Ce mini scandale est à mettre à l'actif du gotha politique et administratif local, qui a géré ce dossier délicat et à qui l'on devrait demander des comptes. S'il peut y avoir la volonté de faire la lumière là-dessus. On se souviendra toutefois qu'au lendemain de ce sinistre, les patrons politique et administratif de la province en tête desquels le ministre de l'Education nationale François Engonga Owono, le gouverneur, le camarade Ebe Engohang, le maire de la commune, Vincent Essone Mengue, le préfet, les responsables du service social, le directeur des travaux publics du secteur Nord-est, les autorités civiles et militaires avaient établi un constat et procédé à l'évaluation des dégâts causés par l'orage.
Ce, en rencontrant individuellement chaque sinistré pour discuter des coûts de réfection de leur bâtisse. A la fin de cette opération, des listes avaient été dressées tout au long de ces différentes visites aux allures de pré campagne. Malheureusement, la tournée s'est soldée par une politique de deux poids deux mesures, pour ne pas dire avec des bonnes victimes soutenues par des parents politiques, et des victimes à part.
A cause de la manière cavalière avec laquelle ils ont été traités, les sinistrés du quartier Adjougou par exemple, rencontrés dernièrement n'ont pas caché leur colère: « Le partage de l'argent s'est fait à la tête du client. Autrement dit, seuls ceux qui ont des affinités politiques, parentales ou amicales avec certaines autorités politiques ou administratives ont été servies ». Comme quoi, vive la solidarité !

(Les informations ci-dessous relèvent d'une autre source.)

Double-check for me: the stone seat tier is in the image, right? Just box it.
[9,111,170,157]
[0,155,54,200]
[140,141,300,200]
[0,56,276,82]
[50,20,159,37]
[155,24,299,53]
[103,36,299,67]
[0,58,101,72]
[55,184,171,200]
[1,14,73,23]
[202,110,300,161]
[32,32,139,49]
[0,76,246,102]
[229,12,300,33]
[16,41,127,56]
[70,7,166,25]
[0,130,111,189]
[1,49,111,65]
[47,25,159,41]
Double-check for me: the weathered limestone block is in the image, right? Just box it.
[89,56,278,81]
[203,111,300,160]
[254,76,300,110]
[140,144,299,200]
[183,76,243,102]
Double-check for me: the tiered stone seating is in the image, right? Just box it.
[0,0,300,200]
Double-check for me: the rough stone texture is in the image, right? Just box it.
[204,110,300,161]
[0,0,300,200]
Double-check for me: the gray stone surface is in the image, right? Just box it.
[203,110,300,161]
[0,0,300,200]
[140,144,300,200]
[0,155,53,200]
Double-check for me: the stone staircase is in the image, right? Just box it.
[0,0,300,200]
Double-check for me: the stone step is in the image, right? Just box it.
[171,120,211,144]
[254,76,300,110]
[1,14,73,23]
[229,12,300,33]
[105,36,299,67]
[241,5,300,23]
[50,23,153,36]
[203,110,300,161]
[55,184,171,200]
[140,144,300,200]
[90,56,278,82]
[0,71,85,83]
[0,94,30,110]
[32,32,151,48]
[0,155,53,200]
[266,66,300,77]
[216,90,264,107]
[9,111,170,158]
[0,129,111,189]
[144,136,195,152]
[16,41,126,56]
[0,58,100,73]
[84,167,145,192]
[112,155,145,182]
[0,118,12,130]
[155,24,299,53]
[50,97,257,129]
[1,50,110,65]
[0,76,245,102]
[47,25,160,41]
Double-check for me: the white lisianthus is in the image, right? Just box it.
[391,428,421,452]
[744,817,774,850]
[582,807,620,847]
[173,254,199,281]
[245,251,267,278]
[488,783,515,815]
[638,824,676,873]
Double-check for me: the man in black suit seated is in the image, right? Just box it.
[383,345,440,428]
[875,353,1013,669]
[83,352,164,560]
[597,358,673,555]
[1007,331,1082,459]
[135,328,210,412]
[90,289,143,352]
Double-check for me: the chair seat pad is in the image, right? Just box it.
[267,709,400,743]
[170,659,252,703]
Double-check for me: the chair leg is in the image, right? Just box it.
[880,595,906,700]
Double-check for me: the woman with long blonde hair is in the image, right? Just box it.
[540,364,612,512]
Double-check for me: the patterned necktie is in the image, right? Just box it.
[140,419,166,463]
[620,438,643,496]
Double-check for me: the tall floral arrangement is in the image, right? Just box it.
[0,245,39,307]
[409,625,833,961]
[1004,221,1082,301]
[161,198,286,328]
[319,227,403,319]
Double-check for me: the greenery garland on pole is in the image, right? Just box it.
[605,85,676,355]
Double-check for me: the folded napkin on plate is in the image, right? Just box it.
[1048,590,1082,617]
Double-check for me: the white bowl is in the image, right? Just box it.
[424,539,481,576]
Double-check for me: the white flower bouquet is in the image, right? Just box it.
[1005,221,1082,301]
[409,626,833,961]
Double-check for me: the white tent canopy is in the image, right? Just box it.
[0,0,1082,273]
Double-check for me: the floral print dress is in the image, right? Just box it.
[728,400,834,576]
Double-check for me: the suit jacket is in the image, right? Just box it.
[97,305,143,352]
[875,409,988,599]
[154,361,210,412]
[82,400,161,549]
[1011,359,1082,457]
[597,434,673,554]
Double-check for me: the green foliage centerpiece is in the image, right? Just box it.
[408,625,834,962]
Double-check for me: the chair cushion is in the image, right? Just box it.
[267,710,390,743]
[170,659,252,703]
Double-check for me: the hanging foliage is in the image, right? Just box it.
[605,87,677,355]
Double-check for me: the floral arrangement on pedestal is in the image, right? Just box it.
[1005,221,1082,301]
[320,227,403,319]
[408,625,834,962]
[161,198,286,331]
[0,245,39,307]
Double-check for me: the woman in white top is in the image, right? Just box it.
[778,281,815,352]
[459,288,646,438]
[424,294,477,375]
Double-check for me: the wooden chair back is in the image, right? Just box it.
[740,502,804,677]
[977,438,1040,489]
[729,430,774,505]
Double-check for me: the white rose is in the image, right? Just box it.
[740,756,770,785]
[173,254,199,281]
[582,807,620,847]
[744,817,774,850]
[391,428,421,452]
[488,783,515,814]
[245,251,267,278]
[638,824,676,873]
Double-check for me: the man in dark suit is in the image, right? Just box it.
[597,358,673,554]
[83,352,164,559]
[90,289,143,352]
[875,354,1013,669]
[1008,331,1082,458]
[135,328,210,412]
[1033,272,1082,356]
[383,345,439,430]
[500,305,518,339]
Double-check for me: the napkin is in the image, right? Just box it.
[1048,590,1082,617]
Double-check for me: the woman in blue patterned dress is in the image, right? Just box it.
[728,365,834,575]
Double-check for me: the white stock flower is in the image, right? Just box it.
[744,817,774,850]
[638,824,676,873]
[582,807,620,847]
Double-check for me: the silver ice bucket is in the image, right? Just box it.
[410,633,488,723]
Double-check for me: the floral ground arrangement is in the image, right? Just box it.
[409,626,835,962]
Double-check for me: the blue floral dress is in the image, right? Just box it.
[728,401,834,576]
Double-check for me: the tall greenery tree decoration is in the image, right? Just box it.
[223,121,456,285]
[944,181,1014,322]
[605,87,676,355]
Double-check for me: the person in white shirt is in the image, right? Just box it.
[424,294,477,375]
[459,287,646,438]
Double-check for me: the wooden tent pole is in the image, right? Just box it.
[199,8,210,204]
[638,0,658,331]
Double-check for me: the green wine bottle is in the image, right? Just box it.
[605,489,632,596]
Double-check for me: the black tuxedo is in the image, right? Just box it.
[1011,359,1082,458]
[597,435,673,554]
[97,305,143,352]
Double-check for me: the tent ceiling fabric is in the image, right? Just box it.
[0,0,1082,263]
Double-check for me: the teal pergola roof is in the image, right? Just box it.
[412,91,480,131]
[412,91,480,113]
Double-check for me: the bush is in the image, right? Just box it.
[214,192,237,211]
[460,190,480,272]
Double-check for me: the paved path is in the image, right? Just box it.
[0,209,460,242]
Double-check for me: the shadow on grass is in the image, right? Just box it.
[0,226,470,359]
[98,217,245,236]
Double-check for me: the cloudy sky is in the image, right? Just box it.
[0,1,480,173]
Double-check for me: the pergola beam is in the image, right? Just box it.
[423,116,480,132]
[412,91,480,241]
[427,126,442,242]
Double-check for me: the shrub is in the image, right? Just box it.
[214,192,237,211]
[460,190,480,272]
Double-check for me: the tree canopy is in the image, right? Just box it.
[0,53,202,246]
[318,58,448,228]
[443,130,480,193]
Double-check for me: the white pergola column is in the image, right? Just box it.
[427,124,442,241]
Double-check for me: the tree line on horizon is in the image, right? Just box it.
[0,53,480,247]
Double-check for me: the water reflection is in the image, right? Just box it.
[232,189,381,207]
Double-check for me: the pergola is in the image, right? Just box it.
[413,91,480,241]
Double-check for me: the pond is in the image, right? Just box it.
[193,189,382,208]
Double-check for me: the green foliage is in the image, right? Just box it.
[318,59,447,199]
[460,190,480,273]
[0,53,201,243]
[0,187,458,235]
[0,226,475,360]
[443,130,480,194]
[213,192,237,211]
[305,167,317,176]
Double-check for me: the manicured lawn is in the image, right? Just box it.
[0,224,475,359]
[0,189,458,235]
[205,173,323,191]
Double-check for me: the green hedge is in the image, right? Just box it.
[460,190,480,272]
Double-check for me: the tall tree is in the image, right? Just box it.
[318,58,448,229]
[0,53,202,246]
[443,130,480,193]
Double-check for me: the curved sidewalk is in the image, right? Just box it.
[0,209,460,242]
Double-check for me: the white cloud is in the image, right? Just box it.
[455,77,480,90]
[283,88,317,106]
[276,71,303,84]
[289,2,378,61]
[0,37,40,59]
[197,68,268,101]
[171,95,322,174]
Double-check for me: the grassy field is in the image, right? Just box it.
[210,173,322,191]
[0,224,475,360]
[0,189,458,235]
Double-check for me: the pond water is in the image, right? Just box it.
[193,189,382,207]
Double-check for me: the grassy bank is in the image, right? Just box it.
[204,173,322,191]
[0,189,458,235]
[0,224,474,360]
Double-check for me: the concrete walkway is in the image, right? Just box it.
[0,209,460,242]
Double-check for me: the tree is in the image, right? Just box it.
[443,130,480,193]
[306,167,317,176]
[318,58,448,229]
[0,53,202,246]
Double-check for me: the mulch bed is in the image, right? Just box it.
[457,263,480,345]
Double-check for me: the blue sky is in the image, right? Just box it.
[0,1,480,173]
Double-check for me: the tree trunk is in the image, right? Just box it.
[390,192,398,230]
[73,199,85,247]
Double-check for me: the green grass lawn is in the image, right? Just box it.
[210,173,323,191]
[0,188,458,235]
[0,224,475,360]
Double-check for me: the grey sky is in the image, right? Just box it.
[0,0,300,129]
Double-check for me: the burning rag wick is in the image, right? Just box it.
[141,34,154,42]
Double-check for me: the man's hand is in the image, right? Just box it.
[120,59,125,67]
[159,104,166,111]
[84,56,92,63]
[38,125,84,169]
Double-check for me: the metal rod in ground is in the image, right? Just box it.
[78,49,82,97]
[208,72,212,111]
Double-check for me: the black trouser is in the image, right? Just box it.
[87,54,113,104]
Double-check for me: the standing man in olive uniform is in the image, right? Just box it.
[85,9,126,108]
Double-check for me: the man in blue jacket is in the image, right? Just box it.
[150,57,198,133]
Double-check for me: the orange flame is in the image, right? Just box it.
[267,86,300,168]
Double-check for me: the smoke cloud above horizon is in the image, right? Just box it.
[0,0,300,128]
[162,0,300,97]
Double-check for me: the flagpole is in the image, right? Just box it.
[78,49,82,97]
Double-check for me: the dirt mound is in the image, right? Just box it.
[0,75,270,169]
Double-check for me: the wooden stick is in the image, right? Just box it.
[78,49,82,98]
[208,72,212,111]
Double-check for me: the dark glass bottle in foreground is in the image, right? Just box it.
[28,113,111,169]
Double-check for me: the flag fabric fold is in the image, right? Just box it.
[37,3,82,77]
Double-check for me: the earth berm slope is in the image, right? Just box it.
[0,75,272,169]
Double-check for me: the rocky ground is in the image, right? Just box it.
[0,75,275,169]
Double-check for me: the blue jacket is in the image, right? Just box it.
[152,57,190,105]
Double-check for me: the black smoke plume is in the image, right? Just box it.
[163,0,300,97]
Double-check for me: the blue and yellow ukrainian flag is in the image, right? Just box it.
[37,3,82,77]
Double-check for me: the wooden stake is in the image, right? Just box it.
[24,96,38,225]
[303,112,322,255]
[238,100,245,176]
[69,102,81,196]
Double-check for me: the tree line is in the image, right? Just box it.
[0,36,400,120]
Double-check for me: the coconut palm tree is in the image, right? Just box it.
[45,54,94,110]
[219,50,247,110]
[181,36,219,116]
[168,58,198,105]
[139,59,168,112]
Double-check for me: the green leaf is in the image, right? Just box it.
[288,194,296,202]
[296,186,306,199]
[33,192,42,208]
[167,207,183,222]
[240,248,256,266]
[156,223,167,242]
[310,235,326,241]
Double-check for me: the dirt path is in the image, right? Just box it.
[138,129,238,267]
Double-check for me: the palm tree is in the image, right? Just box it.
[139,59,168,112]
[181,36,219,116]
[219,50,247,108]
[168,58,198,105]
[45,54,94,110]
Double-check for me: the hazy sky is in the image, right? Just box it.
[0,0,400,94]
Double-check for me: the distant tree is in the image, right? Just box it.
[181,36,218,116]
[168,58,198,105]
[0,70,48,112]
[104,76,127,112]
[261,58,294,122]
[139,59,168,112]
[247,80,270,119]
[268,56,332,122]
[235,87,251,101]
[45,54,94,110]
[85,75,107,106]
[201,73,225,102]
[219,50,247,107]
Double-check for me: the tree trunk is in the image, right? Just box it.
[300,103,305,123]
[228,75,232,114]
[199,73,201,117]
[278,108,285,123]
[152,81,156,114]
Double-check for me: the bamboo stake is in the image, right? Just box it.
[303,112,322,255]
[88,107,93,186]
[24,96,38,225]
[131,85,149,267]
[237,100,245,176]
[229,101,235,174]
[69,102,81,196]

Les véritables bénéficiaires réclament toujours leurs sous, il se raconte qu'une nouvelle liste serait en voie d'établissement par le responsable du Centre social d'Oyem. Mais rien ne certifie que cette nouvelle approche rencontrera un écho favorable. En tout état de cause, les sinistrés insatisfaits, qui ont compris à quel jeu les politiciens de la localité s'amusent à leurs dépens, se sont promptement regroupés en collectif, et menacent maintenant de perturber (?) le bon déroulement des fêtes tournantes.
En attendant de voir s'ils rejoindraient d'ici décembre 2005, le camp largement majoritaire des abstentionnistes. C'est aux hommes politiques de voir, eux qui rêvent d'offrir un 100% à Omar Bongo Ondimba à l'élection présidentielle de cette année.